Me froté la barbilla pensativamente y me di cuenta del espantoso rastrojo de barba incipiente que mermaba mi apariencia.

—¿Y son ochenta trillones de grudniks? —repetí.

—Sí, ochenta trillones de grudniks —dijo ella.

—Eso es, aproximadamente, cuarenta coronas, nueve libras y tres peniques —computé.

—Eso, o una cantidad cercana, que en la práctica es lo mismo —asintió mi encantadora visita.

—Cuarenta y ocho horas —dije yo.

—Aproximadamente, dos días —confirmó La Mujer.

—Ya veo —asentí, frotándome la barbilla de nuevo—. Y dígame, Su Alt…, digo Irene, ¿ha contestado usted o su marido a esta exigencia?

—Mi esposo ha ordenado al primer ministro que les dé largas mientras yo venía clandestinamente en busca de su ayuda. La suya y la de… —se quedó callada, mirando por los cristales empañados a la farola de gas de la calle envuelta en niebla—,… pero me dice usted que él no está disponible.

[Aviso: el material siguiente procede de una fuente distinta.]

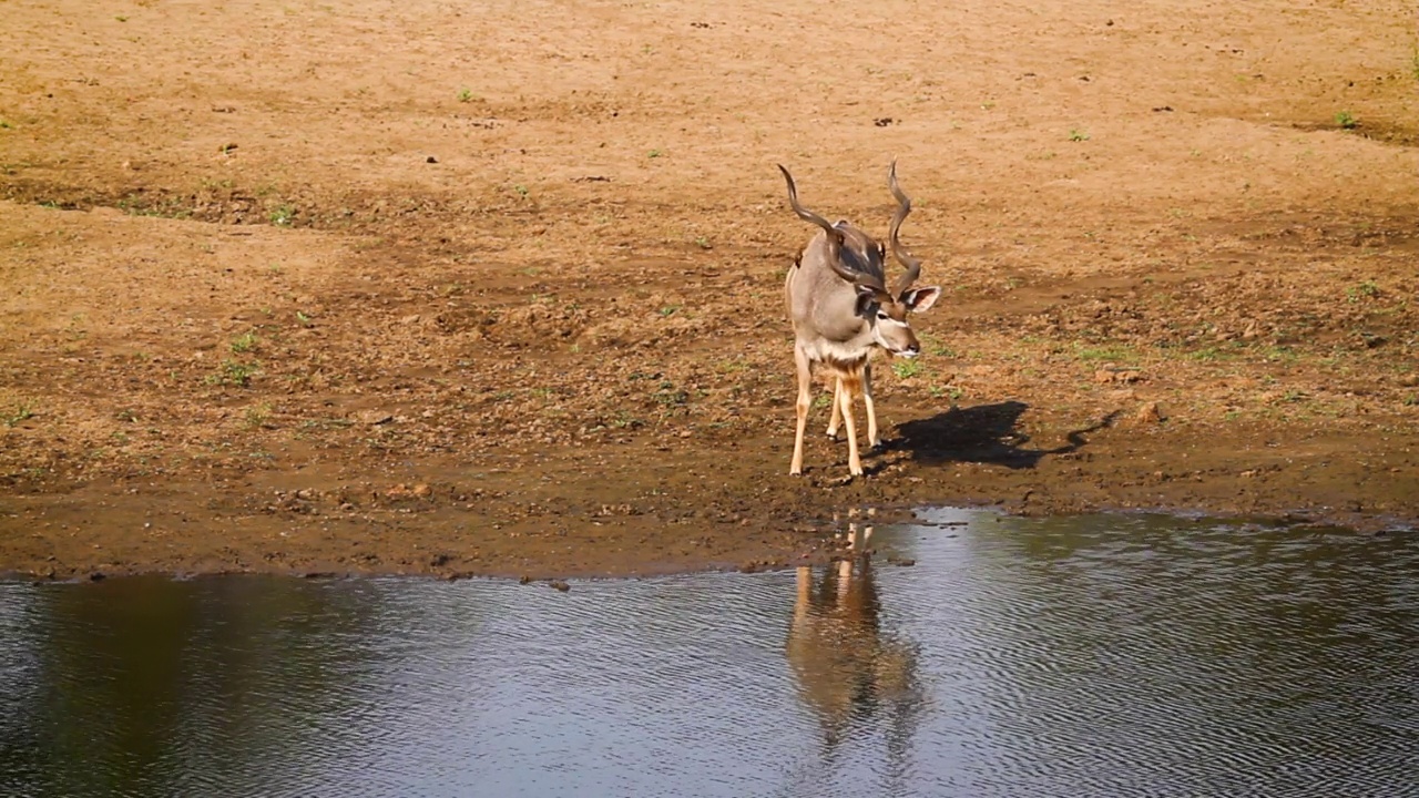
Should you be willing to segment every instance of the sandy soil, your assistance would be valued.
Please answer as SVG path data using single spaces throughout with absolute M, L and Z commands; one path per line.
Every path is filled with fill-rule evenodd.
M 0 571 L 775 567 L 918 503 L 1419 517 L 1406 3 L 0 16 Z M 883 233 L 894 156 L 946 295 L 878 365 L 868 476 L 816 434 L 789 477 L 812 229 L 773 165 Z

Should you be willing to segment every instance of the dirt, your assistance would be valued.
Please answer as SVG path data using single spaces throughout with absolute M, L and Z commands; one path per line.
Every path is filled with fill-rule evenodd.
M 1419 517 L 1403 3 L 4 7 L 0 571 L 766 568 L 922 504 Z M 816 434 L 789 477 L 812 229 L 775 163 L 881 234 L 893 158 L 945 297 L 877 365 L 868 474 Z

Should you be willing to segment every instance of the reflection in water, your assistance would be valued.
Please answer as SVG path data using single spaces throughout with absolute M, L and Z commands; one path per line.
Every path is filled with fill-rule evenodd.
M 937 511 L 824 571 L 0 584 L 0 795 L 1419 795 L 1419 544 Z
M 824 568 L 817 585 L 810 568 L 796 576 L 788 659 L 799 694 L 822 723 L 824 755 L 883 711 L 893 728 L 888 753 L 900 770 L 921 700 L 915 650 L 883 635 L 870 561 L 843 559 Z

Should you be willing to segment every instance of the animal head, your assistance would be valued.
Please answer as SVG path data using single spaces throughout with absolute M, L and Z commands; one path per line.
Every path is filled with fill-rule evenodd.
M 856 288 L 856 312 L 871 325 L 873 339 L 894 355 L 917 356 L 921 352 L 921 344 L 911 331 L 911 322 L 907 317 L 929 310 L 941 297 L 941 287 L 914 287 L 921 275 L 921 261 L 912 257 L 898 239 L 901 223 L 911 213 L 911 199 L 897 183 L 897 162 L 893 160 L 887 175 L 887 187 L 897 199 L 897 212 L 891 219 L 887 244 L 873 240 L 867 233 L 846 222 L 832 224 L 827 219 L 799 204 L 793 176 L 782 165 L 779 170 L 783 172 L 783 179 L 789 185 L 789 204 L 793 206 L 793 213 L 805 222 L 817 224 L 827 234 L 827 266 Z M 901 277 L 891 287 L 887 285 L 883 267 L 888 248 L 904 267 Z

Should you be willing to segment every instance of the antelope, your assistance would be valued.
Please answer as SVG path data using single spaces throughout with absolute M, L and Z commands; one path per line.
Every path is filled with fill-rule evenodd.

—Y su distinguido hermano. Estoy seguro de que se acuerda de su distinguido hermano —afirmé.

—Claro.

—Lo suspendieron —suspiré.

—¿Suspendido? —preguntó ella espantada.

—Suspendido —repetí yo.

La Mujer sacó un diminuto pañuelo de su manga de encaje con dedos finos y aristocráticos. Se secó brevemente los ojos. Éste era el momento, me recordaba un diablo interior, en el que una persona carente de escrúpulos del sexo masculino podría iniciar un avance disfrazado de simpatía y compasión. Pero mientras combatía esta debilidad secreta, La Mujer recobró la compostura por completo.

—Sólo hay una cosa que hacer, doctor —dijo firmemente—. Nadie más puede ayudarme. Tiene que venir conmigo. ¡Tiene que ayudarme!

Me levanté sin mediar palabra y me puse el impermeable, la capa, la gorra y las botas de agua, y extendí mi brazo a la todavía temblorosa pero agradecida Irene.